EM’s Paducah site launched a new geographic mapping tool that provides environmental sampling data for use by the public on the Internet.
PADUCAH, Ky. – Environmental sampling data at EM’s Paducah site is now accessible to the public through an enhanced geographic mapping tool on the Internet.
Officially launched in October, the dynamic tool known as PEGASIS consists of an external Geographic Information System (GIS) and analytical data viewer that allow government regulatory agencies and the greater public to view Paducah site data previously attainable only through a formal Freedom of Information Act request. PEGASIS is an acronym for the Lexington-based DOE Portsmouth-Paducah Project Office’s (PPPO) Environmental Geographic Analytical Spatial Information System.

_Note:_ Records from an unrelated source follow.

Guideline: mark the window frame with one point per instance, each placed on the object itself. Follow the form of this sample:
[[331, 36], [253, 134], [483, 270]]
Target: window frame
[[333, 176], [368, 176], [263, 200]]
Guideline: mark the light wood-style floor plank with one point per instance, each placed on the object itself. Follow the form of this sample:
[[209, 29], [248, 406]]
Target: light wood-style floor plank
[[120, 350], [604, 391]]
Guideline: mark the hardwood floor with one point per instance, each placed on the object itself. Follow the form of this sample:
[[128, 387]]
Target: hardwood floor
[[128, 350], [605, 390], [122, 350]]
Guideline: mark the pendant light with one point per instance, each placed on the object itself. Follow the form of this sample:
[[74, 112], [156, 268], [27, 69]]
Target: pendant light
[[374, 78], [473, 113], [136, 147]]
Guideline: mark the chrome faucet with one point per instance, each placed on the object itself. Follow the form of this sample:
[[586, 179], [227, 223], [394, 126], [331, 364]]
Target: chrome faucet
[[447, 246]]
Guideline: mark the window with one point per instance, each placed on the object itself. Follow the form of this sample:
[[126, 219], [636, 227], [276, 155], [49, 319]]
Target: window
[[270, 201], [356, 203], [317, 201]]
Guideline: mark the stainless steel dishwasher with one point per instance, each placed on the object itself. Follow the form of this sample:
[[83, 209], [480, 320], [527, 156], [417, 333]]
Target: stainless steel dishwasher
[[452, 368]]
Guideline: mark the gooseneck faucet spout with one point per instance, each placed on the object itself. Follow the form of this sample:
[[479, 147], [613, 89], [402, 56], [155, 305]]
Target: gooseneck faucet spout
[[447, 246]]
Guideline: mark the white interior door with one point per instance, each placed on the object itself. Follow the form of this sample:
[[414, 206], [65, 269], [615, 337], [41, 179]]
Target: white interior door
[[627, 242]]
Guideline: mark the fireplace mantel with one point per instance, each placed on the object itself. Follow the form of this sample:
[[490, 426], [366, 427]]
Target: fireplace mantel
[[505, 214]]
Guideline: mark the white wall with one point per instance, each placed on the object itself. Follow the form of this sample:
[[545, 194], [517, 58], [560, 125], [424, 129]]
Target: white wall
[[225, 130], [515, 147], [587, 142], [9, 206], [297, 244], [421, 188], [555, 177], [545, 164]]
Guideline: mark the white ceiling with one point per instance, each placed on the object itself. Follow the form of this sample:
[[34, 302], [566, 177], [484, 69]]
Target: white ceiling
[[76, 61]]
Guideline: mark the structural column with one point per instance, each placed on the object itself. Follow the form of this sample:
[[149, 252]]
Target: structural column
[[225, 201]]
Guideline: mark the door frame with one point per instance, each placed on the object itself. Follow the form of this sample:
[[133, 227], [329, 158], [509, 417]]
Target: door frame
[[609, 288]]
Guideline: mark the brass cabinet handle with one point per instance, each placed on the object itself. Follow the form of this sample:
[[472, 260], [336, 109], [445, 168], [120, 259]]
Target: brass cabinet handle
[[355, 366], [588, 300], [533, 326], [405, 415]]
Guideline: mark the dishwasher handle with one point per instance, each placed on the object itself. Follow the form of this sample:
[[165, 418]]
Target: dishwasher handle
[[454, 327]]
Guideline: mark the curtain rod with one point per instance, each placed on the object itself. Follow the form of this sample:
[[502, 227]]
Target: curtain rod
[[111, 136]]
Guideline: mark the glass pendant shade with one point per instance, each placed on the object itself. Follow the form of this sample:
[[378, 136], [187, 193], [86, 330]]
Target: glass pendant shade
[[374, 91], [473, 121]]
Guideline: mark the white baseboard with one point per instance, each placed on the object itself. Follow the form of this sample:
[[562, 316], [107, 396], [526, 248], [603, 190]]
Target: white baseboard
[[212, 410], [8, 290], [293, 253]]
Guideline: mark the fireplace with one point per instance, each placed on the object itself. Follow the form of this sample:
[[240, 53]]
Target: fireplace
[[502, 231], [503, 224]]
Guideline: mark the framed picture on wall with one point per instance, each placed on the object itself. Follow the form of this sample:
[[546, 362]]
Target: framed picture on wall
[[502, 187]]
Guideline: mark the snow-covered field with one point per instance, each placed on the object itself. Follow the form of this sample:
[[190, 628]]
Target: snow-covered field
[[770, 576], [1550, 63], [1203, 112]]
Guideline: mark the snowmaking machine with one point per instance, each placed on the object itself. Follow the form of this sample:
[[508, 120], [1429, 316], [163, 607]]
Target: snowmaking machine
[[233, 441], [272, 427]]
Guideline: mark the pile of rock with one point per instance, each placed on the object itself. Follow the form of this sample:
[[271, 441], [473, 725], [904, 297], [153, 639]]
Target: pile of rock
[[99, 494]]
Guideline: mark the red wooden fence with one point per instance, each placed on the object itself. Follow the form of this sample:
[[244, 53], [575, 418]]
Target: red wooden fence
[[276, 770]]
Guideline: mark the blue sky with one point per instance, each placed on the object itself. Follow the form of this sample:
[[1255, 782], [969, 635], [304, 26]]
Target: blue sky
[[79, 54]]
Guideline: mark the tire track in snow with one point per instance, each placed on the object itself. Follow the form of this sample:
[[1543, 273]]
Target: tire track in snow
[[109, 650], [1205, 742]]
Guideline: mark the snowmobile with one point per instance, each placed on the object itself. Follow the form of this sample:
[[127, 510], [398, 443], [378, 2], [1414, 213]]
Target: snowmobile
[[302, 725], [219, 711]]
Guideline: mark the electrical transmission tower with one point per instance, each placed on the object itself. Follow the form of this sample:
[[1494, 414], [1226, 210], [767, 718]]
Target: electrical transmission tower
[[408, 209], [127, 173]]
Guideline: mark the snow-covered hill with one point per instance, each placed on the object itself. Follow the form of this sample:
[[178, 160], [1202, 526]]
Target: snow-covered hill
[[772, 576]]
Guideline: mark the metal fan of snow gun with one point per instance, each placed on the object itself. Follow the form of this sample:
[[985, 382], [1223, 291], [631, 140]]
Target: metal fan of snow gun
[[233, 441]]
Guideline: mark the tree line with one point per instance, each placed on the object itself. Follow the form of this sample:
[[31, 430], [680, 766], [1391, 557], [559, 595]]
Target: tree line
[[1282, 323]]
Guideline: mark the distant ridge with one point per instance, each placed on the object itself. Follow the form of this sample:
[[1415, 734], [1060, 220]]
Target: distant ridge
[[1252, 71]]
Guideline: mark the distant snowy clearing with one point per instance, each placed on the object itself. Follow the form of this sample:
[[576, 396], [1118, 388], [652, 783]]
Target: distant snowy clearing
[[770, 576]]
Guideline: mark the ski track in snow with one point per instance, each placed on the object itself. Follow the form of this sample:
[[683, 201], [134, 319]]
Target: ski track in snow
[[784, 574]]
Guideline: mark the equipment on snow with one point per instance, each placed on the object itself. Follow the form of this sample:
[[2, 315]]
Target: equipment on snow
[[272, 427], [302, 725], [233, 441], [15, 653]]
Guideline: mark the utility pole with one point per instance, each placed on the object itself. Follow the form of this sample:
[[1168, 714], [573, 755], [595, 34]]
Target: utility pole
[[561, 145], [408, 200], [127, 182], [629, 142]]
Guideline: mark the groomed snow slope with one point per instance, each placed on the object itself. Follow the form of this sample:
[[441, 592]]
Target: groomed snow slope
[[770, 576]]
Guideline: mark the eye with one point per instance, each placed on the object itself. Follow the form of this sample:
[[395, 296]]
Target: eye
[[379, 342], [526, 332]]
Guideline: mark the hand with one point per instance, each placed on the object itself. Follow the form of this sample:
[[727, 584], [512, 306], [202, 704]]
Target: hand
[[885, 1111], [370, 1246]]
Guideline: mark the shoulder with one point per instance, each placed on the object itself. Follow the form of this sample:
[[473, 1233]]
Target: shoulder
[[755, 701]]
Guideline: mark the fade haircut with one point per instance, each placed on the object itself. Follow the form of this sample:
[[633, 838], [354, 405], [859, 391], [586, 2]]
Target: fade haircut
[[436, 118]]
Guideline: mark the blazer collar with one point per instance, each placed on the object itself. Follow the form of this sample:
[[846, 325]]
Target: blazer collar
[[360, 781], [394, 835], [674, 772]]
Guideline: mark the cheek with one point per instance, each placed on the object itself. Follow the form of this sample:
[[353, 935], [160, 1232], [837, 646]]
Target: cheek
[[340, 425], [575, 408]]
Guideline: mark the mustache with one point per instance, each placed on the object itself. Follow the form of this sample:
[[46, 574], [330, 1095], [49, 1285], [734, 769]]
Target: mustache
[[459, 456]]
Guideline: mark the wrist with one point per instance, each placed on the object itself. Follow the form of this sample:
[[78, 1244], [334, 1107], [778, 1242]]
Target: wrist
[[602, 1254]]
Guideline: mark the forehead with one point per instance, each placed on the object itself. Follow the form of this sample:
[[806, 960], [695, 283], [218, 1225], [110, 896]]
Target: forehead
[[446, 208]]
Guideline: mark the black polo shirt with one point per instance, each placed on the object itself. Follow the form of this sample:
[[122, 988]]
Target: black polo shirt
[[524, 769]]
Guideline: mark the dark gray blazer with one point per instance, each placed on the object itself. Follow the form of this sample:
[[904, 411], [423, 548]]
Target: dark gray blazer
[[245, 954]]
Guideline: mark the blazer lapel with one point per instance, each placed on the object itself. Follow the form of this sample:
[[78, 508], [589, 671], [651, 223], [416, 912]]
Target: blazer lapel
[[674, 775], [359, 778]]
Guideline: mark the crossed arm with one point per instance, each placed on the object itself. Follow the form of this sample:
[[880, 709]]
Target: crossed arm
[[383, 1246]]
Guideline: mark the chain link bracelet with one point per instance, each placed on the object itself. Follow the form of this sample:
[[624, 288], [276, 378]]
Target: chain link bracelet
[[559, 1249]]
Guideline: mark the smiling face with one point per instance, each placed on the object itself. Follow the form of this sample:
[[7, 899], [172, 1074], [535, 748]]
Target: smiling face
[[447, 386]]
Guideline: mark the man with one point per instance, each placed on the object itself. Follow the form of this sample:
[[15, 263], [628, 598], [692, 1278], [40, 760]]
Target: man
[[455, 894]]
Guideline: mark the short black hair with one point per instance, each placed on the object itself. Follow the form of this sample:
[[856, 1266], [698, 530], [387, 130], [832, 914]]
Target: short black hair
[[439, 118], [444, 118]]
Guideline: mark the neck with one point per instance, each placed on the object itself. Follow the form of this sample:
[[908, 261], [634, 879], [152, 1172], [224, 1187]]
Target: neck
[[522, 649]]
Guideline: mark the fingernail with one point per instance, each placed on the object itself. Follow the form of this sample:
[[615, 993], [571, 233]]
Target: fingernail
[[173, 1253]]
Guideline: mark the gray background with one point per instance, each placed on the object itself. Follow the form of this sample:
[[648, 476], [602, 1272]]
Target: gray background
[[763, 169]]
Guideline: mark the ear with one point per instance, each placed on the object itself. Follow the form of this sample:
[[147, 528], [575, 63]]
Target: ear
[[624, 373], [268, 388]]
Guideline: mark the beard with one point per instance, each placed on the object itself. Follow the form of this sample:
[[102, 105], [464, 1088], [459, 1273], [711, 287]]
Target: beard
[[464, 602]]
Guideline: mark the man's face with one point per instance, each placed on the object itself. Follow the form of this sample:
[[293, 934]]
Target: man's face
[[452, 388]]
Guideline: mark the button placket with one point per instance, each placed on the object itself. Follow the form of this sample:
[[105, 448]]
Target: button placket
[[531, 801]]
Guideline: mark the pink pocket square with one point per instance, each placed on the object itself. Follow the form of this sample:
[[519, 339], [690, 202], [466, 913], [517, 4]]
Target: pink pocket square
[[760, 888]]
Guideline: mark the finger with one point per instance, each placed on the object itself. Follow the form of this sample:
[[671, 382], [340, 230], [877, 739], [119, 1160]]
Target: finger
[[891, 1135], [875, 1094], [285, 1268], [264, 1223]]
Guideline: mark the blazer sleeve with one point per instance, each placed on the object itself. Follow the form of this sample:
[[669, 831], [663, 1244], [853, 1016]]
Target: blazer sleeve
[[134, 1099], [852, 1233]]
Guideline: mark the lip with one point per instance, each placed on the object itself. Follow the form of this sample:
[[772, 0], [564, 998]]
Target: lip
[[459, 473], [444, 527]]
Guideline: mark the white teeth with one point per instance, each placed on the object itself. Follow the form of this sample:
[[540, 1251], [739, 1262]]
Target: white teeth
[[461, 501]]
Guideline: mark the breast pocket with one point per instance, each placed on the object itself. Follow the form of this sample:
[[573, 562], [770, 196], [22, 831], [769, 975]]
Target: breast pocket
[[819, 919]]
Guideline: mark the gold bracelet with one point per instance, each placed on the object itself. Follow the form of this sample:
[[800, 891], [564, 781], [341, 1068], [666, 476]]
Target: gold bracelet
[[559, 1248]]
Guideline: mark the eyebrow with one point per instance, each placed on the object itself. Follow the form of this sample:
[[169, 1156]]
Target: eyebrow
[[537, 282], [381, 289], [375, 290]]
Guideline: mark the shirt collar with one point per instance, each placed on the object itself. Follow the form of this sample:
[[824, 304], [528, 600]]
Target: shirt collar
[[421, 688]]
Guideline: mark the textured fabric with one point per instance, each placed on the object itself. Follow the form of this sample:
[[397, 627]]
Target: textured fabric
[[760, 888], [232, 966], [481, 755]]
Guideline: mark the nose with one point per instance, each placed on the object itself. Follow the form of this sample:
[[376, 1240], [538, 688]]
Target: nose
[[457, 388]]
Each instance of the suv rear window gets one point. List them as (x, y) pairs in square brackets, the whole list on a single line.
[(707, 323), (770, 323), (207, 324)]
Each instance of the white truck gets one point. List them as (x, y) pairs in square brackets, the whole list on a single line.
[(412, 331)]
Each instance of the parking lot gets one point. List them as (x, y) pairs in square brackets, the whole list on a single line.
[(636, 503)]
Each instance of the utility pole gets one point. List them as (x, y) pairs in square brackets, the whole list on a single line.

“PEGASIS promotes open government by allowing users to log into the system anonymously,” said Derek Mikesell, manager of Information Technology and Communications for LATA Environmental Services of Kentucky, EM’s cleanup contractor at Paducah.
The user interface and display tools for PEGASIS are the result of input from various stakeholders, including EM and its contracting staff, regulatory agencies and members of the public.
The tool offers access to information such as publicly available environmental documents, groundwater level data, analytical data and well and borehole development at Paducah. PEGASIS is available via www.latakentucky.com, the website of LATA Kentucky. Go to the GIS section and click on PEGASIS to access it.
Similar information is being developed for EM’s Portsmouth, Ohio, site and will be accessible via the website of cleanup contractor Fluor-B&W. The LATA Kentucky and Fluor-B&W sites will be linked to the PPPO website for access to PEGASIS.
The Kentucky Research Consortium for Energy and Environment (KRCEE) pioneered the Paducah Data Warehouse system — the forerunner to PEGASIS — several years ago for the Paducah site. Developers pulled base code from the Paducah Data Warehouse system to reuse in PEGASIS.
“Significant cost savings were achieved by reusing existing code whenever possible,” Mikesell said.